U.S. Senator Lamar Alexander (R-Tenn.) today announced he will cosponsor bipartisan legislation to create a new source of funding for the Great Smoky Mountains National Park and other national parks across the country as part of the “Centennial Challenge” celebrating the 100th anniversary of the National Park System in 2016.
“The Centennial Challenge could bring up to $4 million to the Smokies – the country’s most visited national park – and will go a long way toward improving park facilities, aiding conservation efforts, and helping build upon the excellent visitor services already offered. This 4th of July, I can’t think of a better way to celebrate our country’s birthday than backing legislation that will aid efforts to preserve and celebrate our national parks, one of America’s greatest treasures.”
The legislation builds upon the President’s National Park Centennial Initiative, announced in 2006, which proposed an innovative federal Centennial Challenge matching fund that would be used to match private, philanthropic contributions for the benefit of our national parks between now and the 100th anniversary of the National Park Service. The Great Smoky Mountains National Park could receive up to $4 million as part of the initiative, including the following three projects totaling $340,000 that were awarded as part of the first round of Centennial Challenge projects announced on April 24th:
• $100,000 for planning, designing, fabricating and installing new exhibits for a 2,000-square foot museum space that is part of a new 6,492-square foot visitor center complex that is being planned for the Oconaluftee area.
• $200,000 for the preservation efforts in the Elkmont District – a national historic site of 74 cottages and outbuildings purchased in the 1920s and 1930s.
• $40,000 to develop a series of educational video podcasts to enhance park visitors’ experiences and improve park safety.
The National Park Centennial Fund Act (S. 2817), introduced by Senator Ken Salazar (D-Colo.), would provide up to $100 million per year in Fiscal Years 2008-2017 to the National Park System through a new conservation royalty from offshore oil and gas exploration in the Gulf of Mexico. The bill specifies that federal dollars made available from the Centennial Fund must supplement and not replace annual expenditures by the National Park Service. Funding would be used to complete special Centennial projects throughout National Park System. The list of projects would be developed by the Secretary of the Interior with input from the public and National Park Service employees, and submitted as part of the President’s annual budget for congressional review and approval. As part of that process, Alexander said that he would push to ensure that the Great Smoky Mountains National Park received appropriate recognition as the country’s most visited national park.

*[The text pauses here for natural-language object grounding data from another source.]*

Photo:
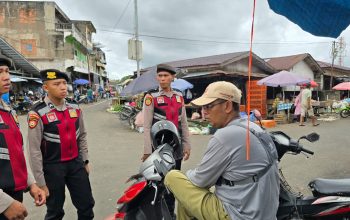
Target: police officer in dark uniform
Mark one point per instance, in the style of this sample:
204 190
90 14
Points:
58 148
166 103
14 175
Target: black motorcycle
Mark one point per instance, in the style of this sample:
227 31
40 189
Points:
128 113
144 200
330 198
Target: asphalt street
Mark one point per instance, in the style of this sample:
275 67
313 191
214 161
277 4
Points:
115 153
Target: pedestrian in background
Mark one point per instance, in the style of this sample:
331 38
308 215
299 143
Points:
165 103
15 176
306 108
58 149
244 189
89 94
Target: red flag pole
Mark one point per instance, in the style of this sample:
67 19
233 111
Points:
248 89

Alexander and Salazar previously collaborated to help pass legislation in 2006 that provided a 12.5 percent conservation royalty from offshore oil and gas exploration in a portion of the Gulf of Mexico for the Land and Water Conservation Fund (LWCF). This new legislation would supplement the existing conservation royalty for LWCF, which provides grants to states and localities to use for public outdoor recreation areas and facilities such as parks, greenways, and forests.
Alexander is a member of the Senate Appropriations Committee which oversees funding for the National Parks. In the 1980s, Alexander served as Chairman of the President’s Commission on Americans Outdoors at the request of President Ronald Reagan.